Question

Consider the following formula for anti differentiating power functions: If $$\begin{gathered} f\text{'}\left(x\right)=x^k, \\ k\ne -1 \end{gathered}$$, then $f\left(x\right)=\frac{1}{k+1}{x}^{k+1}+C$ for some constant C.

Part (a): Prove this antidifferentiation formula. You may assume that any two functions with the same derivative differ by a constant, as we will prove in Section 3.2.

Part (b): What part of your argument from part (a) breaks down when$f\left(x\right)=x^{-1}$?

Short answer

Part (a): To prove the anti differentiation formula, assume two functions and differentiate the following.

In both cases the derivative of f is same, but the functions are not same. They differ by a constant.

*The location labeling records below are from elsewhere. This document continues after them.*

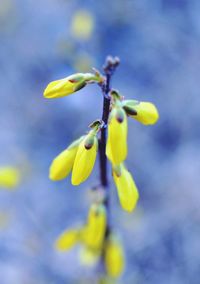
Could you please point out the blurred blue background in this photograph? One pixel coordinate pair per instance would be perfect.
(158, 43)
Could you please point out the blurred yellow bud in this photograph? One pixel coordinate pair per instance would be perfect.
(126, 188)
(67, 240)
(116, 147)
(85, 158)
(63, 163)
(9, 177)
(82, 25)
(114, 258)
(94, 231)
(144, 112)
(68, 85)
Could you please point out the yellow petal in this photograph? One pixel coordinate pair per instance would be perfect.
(114, 258)
(146, 112)
(9, 177)
(126, 188)
(63, 163)
(116, 148)
(85, 159)
(94, 231)
(68, 85)
(67, 240)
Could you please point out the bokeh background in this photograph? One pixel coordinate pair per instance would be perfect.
(158, 42)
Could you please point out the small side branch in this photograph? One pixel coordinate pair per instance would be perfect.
(109, 68)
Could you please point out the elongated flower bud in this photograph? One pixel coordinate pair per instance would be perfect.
(67, 240)
(144, 112)
(85, 158)
(95, 228)
(63, 163)
(116, 148)
(68, 85)
(114, 258)
(126, 188)
(9, 177)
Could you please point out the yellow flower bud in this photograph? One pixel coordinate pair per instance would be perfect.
(85, 158)
(116, 148)
(94, 231)
(63, 163)
(126, 188)
(114, 258)
(67, 240)
(9, 177)
(144, 112)
(68, 85)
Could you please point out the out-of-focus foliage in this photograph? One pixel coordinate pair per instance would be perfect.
(158, 43)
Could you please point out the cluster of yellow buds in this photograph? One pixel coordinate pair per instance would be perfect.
(79, 158)
(116, 148)
(96, 236)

Part (b): The coefficient of the variable of the function has problem while taking anti derivative.

Step-by-step solution

Part (a) Step 1. Given information.

Consider the given question,

$$\begin{gathered} f\text{'}\left(x\right)=x^k, \\ k\ne -1 \end{gathered}$$

Then,$f\left(x\right)=\frac{1}{k+1}{x}^{k+1}+C$

Part (a) Step 2. Prove the anti differentiating power formula.

Differentiate with respect to x,

$$\begin{gathered} f\text{'}\left(x\right)=\frac{d}{dx}\left[\frac{1}{k+1}{x}^{k+1}+20\right] \\ =\frac{1}{k+1}{\left(k+1\right)}^{k+1-1} \\ =x^k \end{gathered}$$

For another function $f\left(x\right)=\frac{1}{k+1}{x}^{k+1}+100$,

$$\begin{gathered} f\text{'}\left(x\right)=\frac{d}{dx}\left[\frac{1}{k+1}{x}^{k+1}+100\right] \\ =\frac{1}{k+1}\left(k+1\right)x^{k+1-1} \\ =x^k \end{gathered}$$

In both cases the derivative of f is same, but the functions are not same. They differ by a constant.

Part (b) Step 1. Take the anti derivative for the function fx=x-1.

Consider the function $f\left(x\right)=x^{-1}$, if the anti derivative is taken then,

$\frac{1}{-1+1}{x}^{-1+1}=\frac{1}{0}\left(x^0\right)$

This is undefined.

Therefore, the coefficient of the variable of the function has problem while taking anti derivative.